Frequently Asked Questions

Q: Do you mark your horses up? 

A: We do not. We charge a monthly management fee, a 2.5% commission on purse money earned and 5% of the sale price (or claim price). This way, when your horse does well, we are rewarded accordingly. 

Q: What is the minimum cost of entry?

A: It depends on the price we have to pay for the horse at auction. The minimum involvement level is typically 2.5%. 

Q: What are the ongoing costs after the first capitalization round?
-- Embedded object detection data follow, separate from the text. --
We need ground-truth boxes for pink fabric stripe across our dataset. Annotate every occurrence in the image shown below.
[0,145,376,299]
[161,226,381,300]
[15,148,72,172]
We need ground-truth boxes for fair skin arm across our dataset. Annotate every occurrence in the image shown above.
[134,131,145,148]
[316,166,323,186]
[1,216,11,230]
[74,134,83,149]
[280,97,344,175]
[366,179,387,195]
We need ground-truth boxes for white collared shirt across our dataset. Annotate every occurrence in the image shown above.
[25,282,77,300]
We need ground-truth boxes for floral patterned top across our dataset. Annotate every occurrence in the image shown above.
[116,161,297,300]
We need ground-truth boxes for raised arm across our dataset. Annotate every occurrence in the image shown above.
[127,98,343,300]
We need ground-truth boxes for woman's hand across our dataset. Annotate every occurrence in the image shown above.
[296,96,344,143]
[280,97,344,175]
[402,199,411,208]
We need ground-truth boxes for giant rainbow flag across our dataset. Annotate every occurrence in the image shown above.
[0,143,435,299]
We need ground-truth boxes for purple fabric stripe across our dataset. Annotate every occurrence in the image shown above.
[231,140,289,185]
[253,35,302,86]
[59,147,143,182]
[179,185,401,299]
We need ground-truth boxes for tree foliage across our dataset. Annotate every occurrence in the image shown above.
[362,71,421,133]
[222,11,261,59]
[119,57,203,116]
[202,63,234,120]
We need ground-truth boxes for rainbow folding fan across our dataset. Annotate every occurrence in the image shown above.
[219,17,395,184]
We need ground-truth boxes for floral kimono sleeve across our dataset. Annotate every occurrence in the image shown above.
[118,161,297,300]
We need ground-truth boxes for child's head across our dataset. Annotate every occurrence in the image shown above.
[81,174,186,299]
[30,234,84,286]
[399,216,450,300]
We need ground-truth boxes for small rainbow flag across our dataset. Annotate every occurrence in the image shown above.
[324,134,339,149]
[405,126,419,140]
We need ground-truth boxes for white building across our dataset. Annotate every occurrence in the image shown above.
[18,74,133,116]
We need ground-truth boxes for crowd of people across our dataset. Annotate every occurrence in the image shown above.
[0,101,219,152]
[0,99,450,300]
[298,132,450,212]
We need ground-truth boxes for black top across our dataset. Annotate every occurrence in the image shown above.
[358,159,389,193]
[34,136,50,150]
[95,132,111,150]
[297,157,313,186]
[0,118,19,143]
A: It costs anywhere between $40,000 to $50,000 a year to have a racehorse in training. Each partner is responsible for their ownership share of the expenses and we will raise additional funds (typically $15,000) to cover 4 months worth of anticipated expenses at a time once the initial funds begin to run low in our operating account. Therefore, a 5% ownership interest would be responsible to contribute $750 during these capital calls.

Q: When will I receive a distribution if our horse wins?
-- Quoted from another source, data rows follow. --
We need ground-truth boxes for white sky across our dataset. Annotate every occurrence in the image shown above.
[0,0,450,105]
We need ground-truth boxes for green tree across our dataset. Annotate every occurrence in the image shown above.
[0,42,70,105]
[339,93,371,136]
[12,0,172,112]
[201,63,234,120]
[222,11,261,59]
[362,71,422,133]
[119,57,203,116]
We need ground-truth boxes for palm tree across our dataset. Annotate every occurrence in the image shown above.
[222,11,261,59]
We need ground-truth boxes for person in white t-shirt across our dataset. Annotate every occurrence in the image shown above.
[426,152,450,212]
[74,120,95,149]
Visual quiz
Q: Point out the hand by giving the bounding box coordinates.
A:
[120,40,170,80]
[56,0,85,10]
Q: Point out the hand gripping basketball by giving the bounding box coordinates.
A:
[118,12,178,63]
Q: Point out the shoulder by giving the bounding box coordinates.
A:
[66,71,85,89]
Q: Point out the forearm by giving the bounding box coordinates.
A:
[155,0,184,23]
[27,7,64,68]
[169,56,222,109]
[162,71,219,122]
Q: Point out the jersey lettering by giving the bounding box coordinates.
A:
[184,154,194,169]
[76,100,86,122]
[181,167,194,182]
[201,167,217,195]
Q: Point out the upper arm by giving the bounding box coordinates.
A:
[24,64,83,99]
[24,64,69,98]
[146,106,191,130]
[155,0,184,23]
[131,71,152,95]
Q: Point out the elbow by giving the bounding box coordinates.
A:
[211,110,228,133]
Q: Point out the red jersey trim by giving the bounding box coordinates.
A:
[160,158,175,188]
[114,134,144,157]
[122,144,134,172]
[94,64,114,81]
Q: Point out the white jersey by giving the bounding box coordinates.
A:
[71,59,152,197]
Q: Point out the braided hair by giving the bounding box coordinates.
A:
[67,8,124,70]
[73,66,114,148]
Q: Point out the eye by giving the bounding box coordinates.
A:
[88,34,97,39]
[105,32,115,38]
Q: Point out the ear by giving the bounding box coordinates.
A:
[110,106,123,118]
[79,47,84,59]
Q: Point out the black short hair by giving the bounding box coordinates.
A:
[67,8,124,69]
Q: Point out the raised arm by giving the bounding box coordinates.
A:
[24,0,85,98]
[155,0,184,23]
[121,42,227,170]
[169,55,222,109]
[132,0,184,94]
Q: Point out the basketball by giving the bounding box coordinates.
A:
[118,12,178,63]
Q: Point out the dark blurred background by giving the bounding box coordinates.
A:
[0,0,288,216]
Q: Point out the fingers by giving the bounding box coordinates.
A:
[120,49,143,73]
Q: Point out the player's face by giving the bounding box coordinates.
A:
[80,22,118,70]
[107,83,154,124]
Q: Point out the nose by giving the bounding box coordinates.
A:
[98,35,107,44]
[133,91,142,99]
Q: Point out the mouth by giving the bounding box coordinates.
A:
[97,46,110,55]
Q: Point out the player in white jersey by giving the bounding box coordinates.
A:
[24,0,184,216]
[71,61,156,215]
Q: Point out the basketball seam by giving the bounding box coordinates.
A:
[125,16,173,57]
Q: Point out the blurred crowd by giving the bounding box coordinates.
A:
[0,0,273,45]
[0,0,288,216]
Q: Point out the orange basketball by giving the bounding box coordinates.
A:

A: If a horse wins a race with a substantial purse, a distribution will be made to each partner for their proportionate share. We try to keep enough funds in the operating account to pay for 6 months of bills.

Q: How are partnerships dissolved?

A: In the event that a partnership horse is claimed or is sold, we will dissolve the LLC and each partner will receive their pro rata share of the funds once all remaining expenses are paid.

Q: How are the partnerships set up from a tax standpoint?

A: Each partnership in the U.S. is set up as an LLC (partnership) and each partner receives a K-1 to reflect their involvement in the LLC. Each partner will also receive a spreadsheet which breaks down the expenses for the previous year. We believe in full transparency.